"But you weren't driving a tandem with a restive leader."

"And oughtn't she to apologize for driving restive horses? Must I dodge for my life—or for hers—without even a civil word or look—just an order from a flunkey?"

"For some reason or another," I observed, "people who are angry always call grooms and footmen flunkeys."

He burst into a guffaw of laughter. "Lord, yes, asses all of us, to be sure! And what, after all, does a flick in the face come to, Mr. Philosopher? Nothing at all! It hardly even hurts. But a man calls it a deadly insult—when he's angry; between man and man there must be blood for it when they're angry."

"There's the police court," I suggested mildly.

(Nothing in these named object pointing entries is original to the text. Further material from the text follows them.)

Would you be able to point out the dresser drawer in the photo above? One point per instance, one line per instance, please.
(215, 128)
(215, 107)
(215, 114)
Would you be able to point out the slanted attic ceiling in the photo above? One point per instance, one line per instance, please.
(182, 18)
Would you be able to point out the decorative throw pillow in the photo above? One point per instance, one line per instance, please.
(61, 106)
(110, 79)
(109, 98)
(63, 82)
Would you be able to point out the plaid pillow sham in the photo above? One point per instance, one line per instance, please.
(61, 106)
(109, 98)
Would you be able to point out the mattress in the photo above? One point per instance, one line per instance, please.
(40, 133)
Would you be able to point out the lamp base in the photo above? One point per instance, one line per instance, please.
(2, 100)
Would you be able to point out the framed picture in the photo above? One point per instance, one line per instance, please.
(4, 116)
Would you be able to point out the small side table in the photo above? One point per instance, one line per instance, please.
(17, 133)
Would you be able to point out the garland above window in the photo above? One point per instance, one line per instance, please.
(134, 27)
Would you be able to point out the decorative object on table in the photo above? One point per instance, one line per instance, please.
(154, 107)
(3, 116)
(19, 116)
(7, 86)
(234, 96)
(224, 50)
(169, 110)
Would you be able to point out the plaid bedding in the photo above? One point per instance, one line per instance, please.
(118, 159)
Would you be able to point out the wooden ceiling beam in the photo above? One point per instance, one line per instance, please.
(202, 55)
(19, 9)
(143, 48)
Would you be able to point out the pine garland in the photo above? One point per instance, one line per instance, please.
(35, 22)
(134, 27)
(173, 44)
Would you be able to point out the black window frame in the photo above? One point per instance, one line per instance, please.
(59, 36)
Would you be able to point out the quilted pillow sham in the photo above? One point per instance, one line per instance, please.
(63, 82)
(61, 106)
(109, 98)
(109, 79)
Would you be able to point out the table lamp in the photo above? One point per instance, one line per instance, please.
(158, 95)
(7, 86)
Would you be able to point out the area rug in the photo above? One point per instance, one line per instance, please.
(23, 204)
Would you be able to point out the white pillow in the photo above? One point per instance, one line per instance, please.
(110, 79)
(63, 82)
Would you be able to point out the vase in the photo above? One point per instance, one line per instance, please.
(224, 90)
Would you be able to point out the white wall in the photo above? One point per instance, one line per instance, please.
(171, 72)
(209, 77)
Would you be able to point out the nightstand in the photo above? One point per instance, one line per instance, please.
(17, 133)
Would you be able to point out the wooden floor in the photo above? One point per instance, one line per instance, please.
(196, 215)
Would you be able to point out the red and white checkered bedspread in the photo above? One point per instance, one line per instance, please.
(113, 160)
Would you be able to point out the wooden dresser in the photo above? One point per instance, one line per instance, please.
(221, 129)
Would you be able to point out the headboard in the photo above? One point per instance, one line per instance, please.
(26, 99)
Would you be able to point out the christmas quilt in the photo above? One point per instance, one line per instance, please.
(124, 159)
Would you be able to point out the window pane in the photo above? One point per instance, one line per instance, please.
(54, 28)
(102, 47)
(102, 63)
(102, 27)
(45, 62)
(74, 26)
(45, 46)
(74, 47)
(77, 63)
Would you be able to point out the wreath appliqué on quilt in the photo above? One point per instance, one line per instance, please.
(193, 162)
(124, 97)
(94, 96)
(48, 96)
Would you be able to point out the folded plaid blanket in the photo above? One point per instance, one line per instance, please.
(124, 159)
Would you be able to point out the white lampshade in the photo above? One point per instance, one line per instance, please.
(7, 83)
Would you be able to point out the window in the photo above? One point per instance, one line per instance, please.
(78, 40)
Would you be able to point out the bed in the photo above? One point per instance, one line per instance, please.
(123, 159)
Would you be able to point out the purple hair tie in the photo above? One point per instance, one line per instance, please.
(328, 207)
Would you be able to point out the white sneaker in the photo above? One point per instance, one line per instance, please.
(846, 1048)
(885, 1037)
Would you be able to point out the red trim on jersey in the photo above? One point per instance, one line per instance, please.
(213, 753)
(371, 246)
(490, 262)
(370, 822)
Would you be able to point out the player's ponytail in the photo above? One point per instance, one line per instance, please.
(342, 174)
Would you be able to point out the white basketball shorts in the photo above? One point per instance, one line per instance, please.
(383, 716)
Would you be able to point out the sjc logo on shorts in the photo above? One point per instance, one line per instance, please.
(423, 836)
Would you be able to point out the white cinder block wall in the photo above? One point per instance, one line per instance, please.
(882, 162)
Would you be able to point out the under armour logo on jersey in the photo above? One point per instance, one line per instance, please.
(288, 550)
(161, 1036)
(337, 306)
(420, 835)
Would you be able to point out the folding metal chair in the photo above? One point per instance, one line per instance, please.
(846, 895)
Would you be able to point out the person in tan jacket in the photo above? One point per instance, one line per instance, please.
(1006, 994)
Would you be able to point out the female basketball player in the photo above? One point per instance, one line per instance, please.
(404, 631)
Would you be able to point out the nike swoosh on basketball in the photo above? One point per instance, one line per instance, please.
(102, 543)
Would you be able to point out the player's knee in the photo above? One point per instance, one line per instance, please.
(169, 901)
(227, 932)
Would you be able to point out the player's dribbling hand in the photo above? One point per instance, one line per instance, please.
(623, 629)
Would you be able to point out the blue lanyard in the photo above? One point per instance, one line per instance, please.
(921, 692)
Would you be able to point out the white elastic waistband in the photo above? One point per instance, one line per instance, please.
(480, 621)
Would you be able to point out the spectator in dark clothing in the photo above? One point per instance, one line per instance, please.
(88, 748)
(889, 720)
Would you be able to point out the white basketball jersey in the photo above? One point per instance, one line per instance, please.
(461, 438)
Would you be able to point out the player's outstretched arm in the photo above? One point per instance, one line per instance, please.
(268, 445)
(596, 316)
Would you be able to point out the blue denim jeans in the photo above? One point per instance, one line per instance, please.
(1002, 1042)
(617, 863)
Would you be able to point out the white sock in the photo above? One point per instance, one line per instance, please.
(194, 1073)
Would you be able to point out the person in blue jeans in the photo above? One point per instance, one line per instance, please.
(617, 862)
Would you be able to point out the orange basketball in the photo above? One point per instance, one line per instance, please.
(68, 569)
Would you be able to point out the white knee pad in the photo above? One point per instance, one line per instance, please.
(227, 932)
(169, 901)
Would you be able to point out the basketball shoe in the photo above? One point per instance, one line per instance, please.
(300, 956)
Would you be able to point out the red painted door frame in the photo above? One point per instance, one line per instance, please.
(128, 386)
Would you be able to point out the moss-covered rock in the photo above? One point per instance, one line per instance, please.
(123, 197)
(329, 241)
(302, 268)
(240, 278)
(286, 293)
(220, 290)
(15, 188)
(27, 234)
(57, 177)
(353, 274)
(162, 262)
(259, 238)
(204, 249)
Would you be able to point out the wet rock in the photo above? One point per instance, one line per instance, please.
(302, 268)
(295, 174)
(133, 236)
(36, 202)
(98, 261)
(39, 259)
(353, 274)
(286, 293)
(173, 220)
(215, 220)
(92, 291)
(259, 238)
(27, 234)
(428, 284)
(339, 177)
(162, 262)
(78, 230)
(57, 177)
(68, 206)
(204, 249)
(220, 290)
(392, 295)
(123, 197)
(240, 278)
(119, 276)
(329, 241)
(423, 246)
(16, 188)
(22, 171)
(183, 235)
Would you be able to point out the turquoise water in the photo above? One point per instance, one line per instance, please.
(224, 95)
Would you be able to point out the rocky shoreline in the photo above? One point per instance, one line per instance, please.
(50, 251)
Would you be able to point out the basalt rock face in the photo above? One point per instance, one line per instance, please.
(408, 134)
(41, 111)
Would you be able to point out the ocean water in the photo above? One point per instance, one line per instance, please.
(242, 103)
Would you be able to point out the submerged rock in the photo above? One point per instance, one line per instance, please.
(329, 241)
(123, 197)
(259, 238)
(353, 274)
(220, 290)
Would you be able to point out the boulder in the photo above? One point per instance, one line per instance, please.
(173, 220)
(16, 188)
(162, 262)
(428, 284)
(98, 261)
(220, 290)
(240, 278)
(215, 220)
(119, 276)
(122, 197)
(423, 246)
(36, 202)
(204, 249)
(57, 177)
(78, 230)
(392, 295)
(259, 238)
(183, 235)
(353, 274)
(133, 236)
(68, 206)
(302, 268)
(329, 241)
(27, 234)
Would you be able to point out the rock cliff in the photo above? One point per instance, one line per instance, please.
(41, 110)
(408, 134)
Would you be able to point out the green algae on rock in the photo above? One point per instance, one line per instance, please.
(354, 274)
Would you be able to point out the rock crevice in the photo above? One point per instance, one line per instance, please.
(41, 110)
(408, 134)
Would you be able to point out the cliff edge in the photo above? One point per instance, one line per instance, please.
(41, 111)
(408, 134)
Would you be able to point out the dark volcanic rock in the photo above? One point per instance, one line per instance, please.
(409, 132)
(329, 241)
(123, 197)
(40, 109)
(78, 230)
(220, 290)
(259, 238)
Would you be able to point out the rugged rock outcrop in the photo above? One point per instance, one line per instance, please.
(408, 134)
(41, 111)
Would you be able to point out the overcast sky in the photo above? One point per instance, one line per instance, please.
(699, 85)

"As you say, for sheep there's the police court. I came as near behaving right as one can with a woman when I broke her whip."

"You really think that?"

"Yes, Austin, I really do—and that shows, as you were going to say, that I'm utterly hopeless. I don't fit the standards." He was sitting hunched up over the fire, monopolizing its heat, his great shoulders nearly up to his ears. He condemned himself with much better humor than he judged other people. "I don't fit them, I don't agree with them, I hate them. Left to myself, I'd get out of this."

"Who's stopping you?" I asked, pulling at my pipe and trying to edge nearer the fire.

He took no notice of my question—which was indeed no more than an indifferently civil way of suggesting that he was at liberty to please himself. He took no notice of my futile edging either.